- Origin: Newport, Rhode Island, United States
- Genres: Instrumental; avant-garde; electronic; experimental electronic; electropop; synthpop; ambient; ambient pop; dream pop; art pop; experimental pop; post-rock;
- Years active: 1996–2000
- Labels: 4AD, Throwing Music
- Spinoff of: Throwing Muses; Tanya Donelly (solo); Kristin Hersh (solo);
- Past members: David Narcizo (drums, drum machine, keyboards, synthesizer, programming, engineering, mixing) Bernard Georges (bass guitar) Kristin Hersh (guitar loops, tape loops, sampling, mixing) Tom Gorman (bass guitar) Melissa "Misi" Narcizo (keyboards, synthesizer, piano) Frank Gardner (bass guitar, synth-bass, synthesizer, sampler)

= Lakuna =

Lakuna was an electronic instrumental project begun by drummer David Narcizo after Throwing Muses first split up following their 1996 Limbo album.

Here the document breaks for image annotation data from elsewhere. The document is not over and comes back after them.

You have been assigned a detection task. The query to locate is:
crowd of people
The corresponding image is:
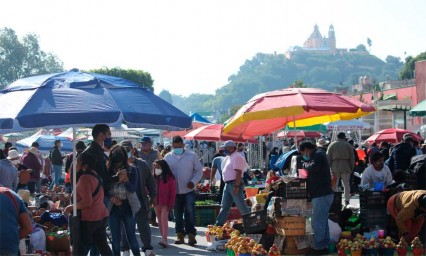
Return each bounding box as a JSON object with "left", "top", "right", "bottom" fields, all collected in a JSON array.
[{"left": 0, "top": 124, "right": 426, "bottom": 255}]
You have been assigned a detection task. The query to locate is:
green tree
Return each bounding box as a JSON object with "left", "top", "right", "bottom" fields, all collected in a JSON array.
[
  {"left": 0, "top": 28, "right": 63, "bottom": 88},
  {"left": 401, "top": 52, "right": 426, "bottom": 79},
  {"left": 158, "top": 90, "right": 173, "bottom": 105},
  {"left": 89, "top": 67, "right": 154, "bottom": 91}
]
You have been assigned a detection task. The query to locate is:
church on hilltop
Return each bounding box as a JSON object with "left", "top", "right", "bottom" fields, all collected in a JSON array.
[
  {"left": 285, "top": 24, "right": 360, "bottom": 59},
  {"left": 303, "top": 25, "right": 336, "bottom": 51}
]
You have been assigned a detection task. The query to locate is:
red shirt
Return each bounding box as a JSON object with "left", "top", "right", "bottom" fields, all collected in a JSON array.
[
  {"left": 266, "top": 176, "right": 280, "bottom": 184},
  {"left": 77, "top": 171, "right": 109, "bottom": 221}
]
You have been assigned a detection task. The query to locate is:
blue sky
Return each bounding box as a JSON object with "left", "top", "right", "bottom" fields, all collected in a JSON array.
[{"left": 0, "top": 0, "right": 426, "bottom": 95}]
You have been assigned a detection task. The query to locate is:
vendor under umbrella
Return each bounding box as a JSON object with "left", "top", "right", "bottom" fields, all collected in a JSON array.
[{"left": 387, "top": 190, "right": 426, "bottom": 242}]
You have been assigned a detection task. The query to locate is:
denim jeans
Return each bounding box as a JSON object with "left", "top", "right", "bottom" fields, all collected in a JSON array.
[
  {"left": 28, "top": 179, "right": 41, "bottom": 194},
  {"left": 311, "top": 194, "right": 334, "bottom": 250},
  {"left": 50, "top": 165, "right": 62, "bottom": 189},
  {"left": 216, "top": 181, "right": 250, "bottom": 226},
  {"left": 121, "top": 207, "right": 153, "bottom": 252},
  {"left": 174, "top": 191, "right": 197, "bottom": 235},
  {"left": 109, "top": 202, "right": 141, "bottom": 256}
]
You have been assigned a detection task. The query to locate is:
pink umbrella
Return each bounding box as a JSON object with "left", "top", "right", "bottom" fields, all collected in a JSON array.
[
  {"left": 277, "top": 131, "right": 321, "bottom": 138},
  {"left": 184, "top": 124, "right": 257, "bottom": 143},
  {"left": 224, "top": 88, "right": 374, "bottom": 140},
  {"left": 365, "top": 128, "right": 423, "bottom": 144}
]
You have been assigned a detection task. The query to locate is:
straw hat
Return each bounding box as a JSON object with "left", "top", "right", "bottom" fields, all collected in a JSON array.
[
  {"left": 18, "top": 189, "right": 30, "bottom": 203},
  {"left": 317, "top": 138, "right": 330, "bottom": 147}
]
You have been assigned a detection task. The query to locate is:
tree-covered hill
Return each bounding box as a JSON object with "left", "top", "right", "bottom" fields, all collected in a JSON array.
[{"left": 166, "top": 45, "right": 403, "bottom": 116}]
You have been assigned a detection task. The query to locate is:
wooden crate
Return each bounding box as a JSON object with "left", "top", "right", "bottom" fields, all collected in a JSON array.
[{"left": 275, "top": 217, "right": 306, "bottom": 236}]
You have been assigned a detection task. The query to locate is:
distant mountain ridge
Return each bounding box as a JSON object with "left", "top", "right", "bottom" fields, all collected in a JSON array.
[{"left": 166, "top": 48, "right": 403, "bottom": 116}]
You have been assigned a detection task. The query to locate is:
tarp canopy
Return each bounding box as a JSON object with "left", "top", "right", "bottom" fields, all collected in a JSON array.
[{"left": 189, "top": 113, "right": 211, "bottom": 124}]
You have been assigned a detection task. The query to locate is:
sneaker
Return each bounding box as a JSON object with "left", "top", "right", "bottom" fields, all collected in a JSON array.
[
  {"left": 158, "top": 240, "right": 169, "bottom": 248},
  {"left": 145, "top": 250, "right": 155, "bottom": 256}
]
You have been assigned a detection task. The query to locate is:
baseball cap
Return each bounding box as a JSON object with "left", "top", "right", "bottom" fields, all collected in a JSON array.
[
  {"left": 222, "top": 140, "right": 237, "bottom": 148},
  {"left": 7, "top": 149, "right": 19, "bottom": 159},
  {"left": 120, "top": 140, "right": 133, "bottom": 148},
  {"left": 140, "top": 136, "right": 152, "bottom": 143}
]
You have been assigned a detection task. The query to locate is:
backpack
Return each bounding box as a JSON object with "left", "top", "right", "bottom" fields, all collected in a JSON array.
[{"left": 409, "top": 155, "right": 426, "bottom": 189}]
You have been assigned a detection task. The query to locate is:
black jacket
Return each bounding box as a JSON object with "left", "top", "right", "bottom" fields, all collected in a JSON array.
[
  {"left": 303, "top": 150, "right": 333, "bottom": 198},
  {"left": 84, "top": 141, "right": 113, "bottom": 197},
  {"left": 391, "top": 142, "right": 416, "bottom": 170},
  {"left": 49, "top": 146, "right": 64, "bottom": 166}
]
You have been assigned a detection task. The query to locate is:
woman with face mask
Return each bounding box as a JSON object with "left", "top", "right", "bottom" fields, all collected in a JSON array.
[
  {"left": 108, "top": 145, "right": 141, "bottom": 256},
  {"left": 154, "top": 160, "right": 176, "bottom": 247}
]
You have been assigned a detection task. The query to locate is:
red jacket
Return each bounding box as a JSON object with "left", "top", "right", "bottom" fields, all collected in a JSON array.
[{"left": 155, "top": 176, "right": 176, "bottom": 208}]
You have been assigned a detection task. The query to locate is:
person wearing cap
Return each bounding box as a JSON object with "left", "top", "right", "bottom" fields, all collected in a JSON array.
[
  {"left": 119, "top": 140, "right": 157, "bottom": 255},
  {"left": 10, "top": 150, "right": 32, "bottom": 192},
  {"left": 138, "top": 136, "right": 162, "bottom": 227},
  {"left": 65, "top": 141, "right": 86, "bottom": 192},
  {"left": 21, "top": 147, "right": 42, "bottom": 194},
  {"left": 299, "top": 141, "right": 334, "bottom": 255},
  {"left": 327, "top": 132, "right": 355, "bottom": 205},
  {"left": 0, "top": 185, "right": 32, "bottom": 255},
  {"left": 387, "top": 190, "right": 426, "bottom": 243},
  {"left": 389, "top": 133, "right": 417, "bottom": 173},
  {"left": 210, "top": 145, "right": 225, "bottom": 203},
  {"left": 317, "top": 138, "right": 329, "bottom": 152},
  {"left": 139, "top": 136, "right": 161, "bottom": 171},
  {"left": 49, "top": 140, "right": 65, "bottom": 189},
  {"left": 0, "top": 150, "right": 20, "bottom": 191},
  {"left": 216, "top": 140, "right": 250, "bottom": 226},
  {"left": 164, "top": 136, "right": 203, "bottom": 246}
]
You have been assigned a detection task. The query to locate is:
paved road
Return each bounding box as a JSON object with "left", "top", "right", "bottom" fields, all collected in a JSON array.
[{"left": 117, "top": 195, "right": 359, "bottom": 256}]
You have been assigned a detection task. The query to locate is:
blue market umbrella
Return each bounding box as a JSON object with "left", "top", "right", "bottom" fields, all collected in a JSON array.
[
  {"left": 0, "top": 69, "right": 191, "bottom": 253},
  {"left": 0, "top": 70, "right": 191, "bottom": 130}
]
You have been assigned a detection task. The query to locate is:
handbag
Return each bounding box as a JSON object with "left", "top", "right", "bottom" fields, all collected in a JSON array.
[{"left": 46, "top": 227, "right": 70, "bottom": 252}]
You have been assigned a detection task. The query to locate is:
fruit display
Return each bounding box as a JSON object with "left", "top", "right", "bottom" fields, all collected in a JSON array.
[
  {"left": 251, "top": 244, "right": 268, "bottom": 255},
  {"left": 411, "top": 236, "right": 423, "bottom": 249},
  {"left": 268, "top": 244, "right": 281, "bottom": 256},
  {"left": 380, "top": 236, "right": 396, "bottom": 248},
  {"left": 196, "top": 183, "right": 210, "bottom": 193},
  {"left": 396, "top": 236, "right": 408, "bottom": 249},
  {"left": 207, "top": 222, "right": 236, "bottom": 240}
]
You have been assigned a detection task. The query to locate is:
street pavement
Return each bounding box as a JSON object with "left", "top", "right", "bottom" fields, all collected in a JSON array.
[{"left": 117, "top": 195, "right": 359, "bottom": 256}]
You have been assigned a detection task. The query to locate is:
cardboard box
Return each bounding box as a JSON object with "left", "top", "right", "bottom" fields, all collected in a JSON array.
[{"left": 275, "top": 217, "right": 306, "bottom": 236}]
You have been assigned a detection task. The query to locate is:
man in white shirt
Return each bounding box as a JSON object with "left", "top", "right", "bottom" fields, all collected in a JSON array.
[
  {"left": 164, "top": 136, "right": 203, "bottom": 246},
  {"left": 361, "top": 152, "right": 393, "bottom": 188},
  {"left": 216, "top": 140, "right": 250, "bottom": 226}
]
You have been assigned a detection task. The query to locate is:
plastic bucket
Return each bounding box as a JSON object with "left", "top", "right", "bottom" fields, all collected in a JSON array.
[
  {"left": 374, "top": 181, "right": 385, "bottom": 191},
  {"left": 297, "top": 169, "right": 308, "bottom": 179},
  {"left": 245, "top": 187, "right": 259, "bottom": 198}
]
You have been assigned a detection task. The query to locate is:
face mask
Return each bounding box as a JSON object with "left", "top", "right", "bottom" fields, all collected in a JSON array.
[
  {"left": 154, "top": 169, "right": 163, "bottom": 176},
  {"left": 104, "top": 138, "right": 112, "bottom": 148},
  {"left": 173, "top": 148, "right": 183, "bottom": 155}
]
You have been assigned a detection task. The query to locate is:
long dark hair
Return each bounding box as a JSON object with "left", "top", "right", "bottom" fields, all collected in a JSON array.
[
  {"left": 108, "top": 145, "right": 129, "bottom": 173},
  {"left": 155, "top": 159, "right": 175, "bottom": 183}
]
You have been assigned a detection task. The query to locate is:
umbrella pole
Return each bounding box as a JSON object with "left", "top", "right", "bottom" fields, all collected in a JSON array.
[
  {"left": 293, "top": 116, "right": 297, "bottom": 148},
  {"left": 72, "top": 127, "right": 80, "bottom": 255}
]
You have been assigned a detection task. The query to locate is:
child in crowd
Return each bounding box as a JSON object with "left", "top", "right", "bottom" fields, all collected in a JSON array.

Lakuna first released a 12-inch called So Happy and then a 1999 full-length album called Castle of Crime. Narcizo provided drums, drum programming, and keyboards on all the tracks. The album's guest musicians included Bernard Georges on bass, Kristin Hersh on guitar loops, Belly's Tom Gorman on bass, Melissa "Misi" Narcizo on piano and keyboards, and Frank Gardner on bass and bass synthesizer. Narcizo employed tape loops and samples from obscure, vintage music to achieve the album's ambient-styled instrumental sounds. Lakuna recorded on the 4AD and Throwing Music labels.